What is the funding source? Principals should provide information on the identified funding that may include non-instructional school-based funds, any available proffer funds and, if applicable, any intention to seek bond funding for infrastructure components that have an appropriate life expectancy. Once permission is granted to proceed, bond funding requests may be made to the FCPS Office of Safety and Security.
If you obtain interior video surveillance, what reporting does the school have to do? Schools that are granted permission to utilize ongoing interior video monitoring are required to submit data regarding the number of incidents in specific areas of the schools in which cameras have been installed and the number of successful investigations of incidents using video recordings. Successful means that the video was helpful in determining what happened in an incident. Additionally, the superintendent is required to annually report to the School Board incident and survey data collected regarding the effectiveness of ongoing interior video monitoring.

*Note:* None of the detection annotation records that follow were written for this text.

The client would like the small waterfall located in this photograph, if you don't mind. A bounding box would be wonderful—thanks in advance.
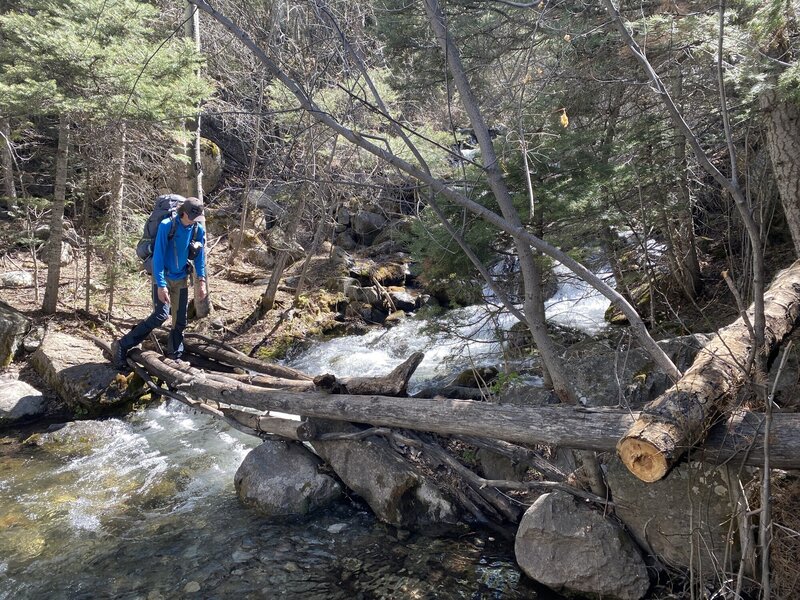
[289,264,613,393]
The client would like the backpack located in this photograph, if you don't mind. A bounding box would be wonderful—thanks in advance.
[136,194,197,275]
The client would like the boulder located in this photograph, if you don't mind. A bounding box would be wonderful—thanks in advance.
[477,448,528,481]
[336,231,356,250]
[245,248,275,269]
[564,334,708,406]
[0,377,47,427]
[161,138,225,196]
[0,301,31,367]
[389,290,417,312]
[0,271,33,288]
[447,367,500,389]
[38,240,75,267]
[312,419,458,529]
[31,332,127,414]
[351,210,387,246]
[514,492,650,600]
[233,440,342,517]
[606,456,740,579]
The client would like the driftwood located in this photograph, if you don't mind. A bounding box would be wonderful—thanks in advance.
[458,435,567,481]
[184,336,311,380]
[207,373,317,392]
[314,352,425,396]
[617,261,800,482]
[120,350,800,469]
[220,406,317,442]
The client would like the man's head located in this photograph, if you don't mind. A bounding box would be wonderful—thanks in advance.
[178,196,203,225]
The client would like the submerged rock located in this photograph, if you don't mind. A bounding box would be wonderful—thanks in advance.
[606,456,740,579]
[0,377,47,427]
[313,419,458,529]
[0,302,31,367]
[234,440,342,516]
[514,492,650,600]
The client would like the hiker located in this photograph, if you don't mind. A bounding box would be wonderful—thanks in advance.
[111,197,208,368]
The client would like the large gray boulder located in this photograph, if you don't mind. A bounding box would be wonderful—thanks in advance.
[31,331,124,414]
[0,271,33,288]
[351,210,387,246]
[564,334,709,406]
[0,377,47,427]
[514,492,650,600]
[0,301,31,368]
[312,419,458,529]
[233,440,342,516]
[606,456,740,579]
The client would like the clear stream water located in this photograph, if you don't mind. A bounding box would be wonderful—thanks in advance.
[0,268,607,600]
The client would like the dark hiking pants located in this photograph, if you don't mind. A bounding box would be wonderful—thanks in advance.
[119,278,189,358]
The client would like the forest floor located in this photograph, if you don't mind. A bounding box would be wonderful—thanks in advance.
[0,213,800,598]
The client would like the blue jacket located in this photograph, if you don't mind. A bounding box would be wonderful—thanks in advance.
[153,217,206,287]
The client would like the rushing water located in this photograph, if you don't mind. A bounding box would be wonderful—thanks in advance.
[0,268,607,600]
[0,404,542,600]
[290,264,613,393]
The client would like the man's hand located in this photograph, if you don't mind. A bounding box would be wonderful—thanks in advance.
[197,279,208,302]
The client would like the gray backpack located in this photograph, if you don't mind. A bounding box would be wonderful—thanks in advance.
[136,194,187,275]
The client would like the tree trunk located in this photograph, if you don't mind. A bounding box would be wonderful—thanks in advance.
[42,113,70,315]
[228,79,264,265]
[617,261,800,482]
[761,90,800,256]
[314,352,425,396]
[184,333,311,381]
[258,199,305,318]
[0,117,17,207]
[107,123,128,318]
[425,0,577,404]
[184,2,204,202]
[187,0,681,381]
[128,349,800,469]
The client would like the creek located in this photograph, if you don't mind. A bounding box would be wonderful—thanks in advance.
[0,268,607,600]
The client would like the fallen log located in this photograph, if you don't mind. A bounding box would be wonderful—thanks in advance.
[184,336,312,381]
[219,406,317,442]
[132,350,800,469]
[314,352,425,396]
[617,261,800,482]
[207,372,317,392]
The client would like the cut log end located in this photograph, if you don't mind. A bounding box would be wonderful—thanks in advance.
[617,438,669,483]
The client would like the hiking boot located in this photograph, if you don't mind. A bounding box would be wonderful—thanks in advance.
[111,340,128,369]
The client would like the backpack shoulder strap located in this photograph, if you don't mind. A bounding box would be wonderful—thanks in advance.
[167,217,178,240]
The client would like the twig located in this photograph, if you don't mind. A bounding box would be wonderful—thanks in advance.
[758,341,792,600]
[722,271,758,373]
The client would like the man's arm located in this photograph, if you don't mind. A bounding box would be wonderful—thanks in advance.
[194,224,208,301]
[153,221,170,292]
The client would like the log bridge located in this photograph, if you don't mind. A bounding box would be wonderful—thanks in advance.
[100,326,800,514]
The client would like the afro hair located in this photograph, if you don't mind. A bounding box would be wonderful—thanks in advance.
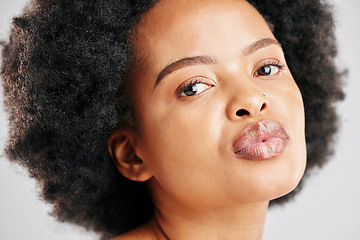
[1,0,344,238]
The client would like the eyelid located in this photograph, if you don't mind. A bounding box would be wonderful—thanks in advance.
[251,58,286,77]
[175,76,215,98]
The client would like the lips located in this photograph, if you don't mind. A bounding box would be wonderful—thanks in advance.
[233,120,290,160]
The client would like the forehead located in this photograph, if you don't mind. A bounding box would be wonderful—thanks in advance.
[132,0,273,77]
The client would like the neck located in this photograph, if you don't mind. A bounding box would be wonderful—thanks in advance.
[151,202,268,240]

Are the cameras effective? The experience of FCPS with exterior video surveillance strongly suggests that their use resulted in significant reductions in vandalism at schools that used the systems. FCPS also performed a pilot test of surveillance in the lunch lines to determine if the existence of video cameras were helpful in reducing theft. This pilot test did not show that they were successful in reducing theft, although the principals of the test sites did note that they saw a reduction in inappropriate behavior in the lunch lines.
Do other school systems use interior video surveillance? Seventy-seven percent of all public high schools use security cameras to monitor schools (Indicators of School Crime and Safety, U.S. Departments of Justice and Education, November, 2010). Locally, the school divisions that utilize interior video surveillance include the Maryland divisions of Frederick County, Montgomery County and Prince George’s County. In Virginia, Alexandria, Loudoun, Prince William, Fauquier, Stafford, Culpepper and Alexandria school divisions utilize interior cameras. Washington D.C. also uses interior video surveillance.